Note from BW of Brazil: Actress Juliana Alves has been previously featured here on the blog and has made a name for herselfin various novelas and during annual Carnaval celebrations in Rio de Janeiro. Juliana is also not afraid to speak her mind on social ills, disappointments and problems in Brazilian society, particularly those facing Afro-Brazilians in general and especially black women. In the piece below, taken from a special issue of TPM magazine on Afro-Brazilians and racism, Alves reveals her thoughts on the struggle for justice and representation.
A desire for change
by Felipe Maia
The actress Juliana Alves, 32, has been a member of the NGO Criola and in the recent Carnival, she embodied the “Rainha de Bateria” (Queen of the Drumbeat) for the Unidos da Tijuca Samba School. She believes that black women are the most vulnerable in society.
“I could be the contradiction in person. I have experienced many instances that almost made me give up being the ‘Queen of the Drumbeat’ in Carnival, examples of a sexist universe worshiped in Brazil, but I think it’s important that our culture have its own identity. When I place myself in front of a samba school, a structure in which the woman is often devalued, I experience my culture as a political act. I try to position myself as part of the school, but, above all, as a black woman that deserves respect.
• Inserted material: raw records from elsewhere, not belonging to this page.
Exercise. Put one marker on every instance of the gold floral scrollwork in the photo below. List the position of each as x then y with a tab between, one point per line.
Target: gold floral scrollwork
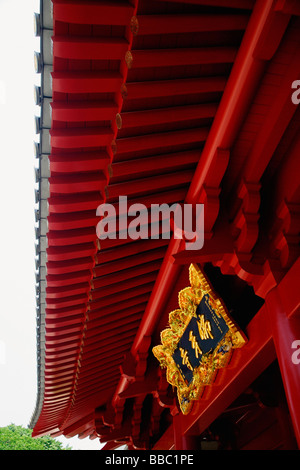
179	322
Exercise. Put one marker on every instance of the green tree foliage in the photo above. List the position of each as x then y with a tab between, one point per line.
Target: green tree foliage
14	437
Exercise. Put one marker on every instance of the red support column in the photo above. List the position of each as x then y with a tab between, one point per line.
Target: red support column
286	336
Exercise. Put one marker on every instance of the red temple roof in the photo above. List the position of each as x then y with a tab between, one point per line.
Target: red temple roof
163	102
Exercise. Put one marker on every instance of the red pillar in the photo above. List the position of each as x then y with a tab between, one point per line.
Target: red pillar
285	327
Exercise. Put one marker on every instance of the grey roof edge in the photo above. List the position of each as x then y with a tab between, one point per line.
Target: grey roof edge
43	25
Dance was my first channel of expression, since I was little. My parents have always been very appreciative of the arts, as well as being socially engaged. When I was a kid, two kids offended me and my sister. They said we were monkeys while their father laughed. This image showed me that, racism was a problem in that family. When I experience such an episode, I know I’m in the right place – who is in the wrong place is racist. My interpretation would be different if it were not the discourse of my parents.
Even so, what most moves me as a human being is understanding how society, including people who love us, are capable, before an act of injustice, to let themselves be taken by an archaic reference to racism and sexism. How do they manage to think, ‘If you have suffered this, was it something you did’? They indulge in a more comfortable thought in order not to have to transform themselves also. It saddens me that people would rather believe in sexist and racist reality that they construct because it is more comfortable.
About two years ago my nieces and I went to a restaurant and, in the waiting area there was a playground for the kids to amuse themselves. The children were playing and a girl told them: ‘This is not the place for menina morena (brown girls), go play over there!’ When one of them came running to tell me what happened, I said, ‘Go back and keep on playing!’ It took me a while to compose myself from this situation because I knew what they were experiencing. These are experiences that, when we overcome (them), we need to pass it on to the children. Seek to make them react in case they go through this too.
These are examples of how, despite our warrior, competent and creative people, there are still ignorant people feeding this retrogression. I think Brazil is a very racist country. The case of Claudia Silva Ferreira, the black woman dragged by Military Police car in Rio de Janeiro, is racism. The case of Vinícius Romão de Souza, the black actor wrongfully imprisoned, is another example. Given the facts there are no arguments. And, in that context, black women are the most vulnerable in society.
Because of this, it is very important for our movement that we have visibility. I witnessed my nieces seeing Taís Araújo starring in the prime time novela, Viver a vida (2009), and asking: ‘Who is she?’ Taís appeared and paraded, she was applauded and cried. The girls began to realize that this character mattered. Lara, my niece who appears in this story, is the oldest of them. At that time, she was going through an identity crisis, she had just entered kindergarten and would say that she was ugly, she felt inferior. In these days of crisis, I showed her the character in the novels and said, ‘Look how beautiful her hair is! Look at her skin tone, the same as yours!’ After a few seconds, Lara said, ‘Titia (Auntie), I love her.’ When you see a great engineer, a great doctor, you see yourself there and go after this. Opportunities often come, but you have to believe in this a lot to reach them.
I speak with a willingness to change this situation. I advocate measures such as quotas for blacks in universities because they break barriers constructed by a historic mistake. Likewise, thanks to the Movimento Negro (black movement), we have a greater number of blacks on television and in Brazilian cinema. It’s important to have visibility. When my little nieces see successful black characters on TV, they identify with them. As an actress, the success and impact of my work are instruments of social transformation. I am, besides an artist, a citizen.”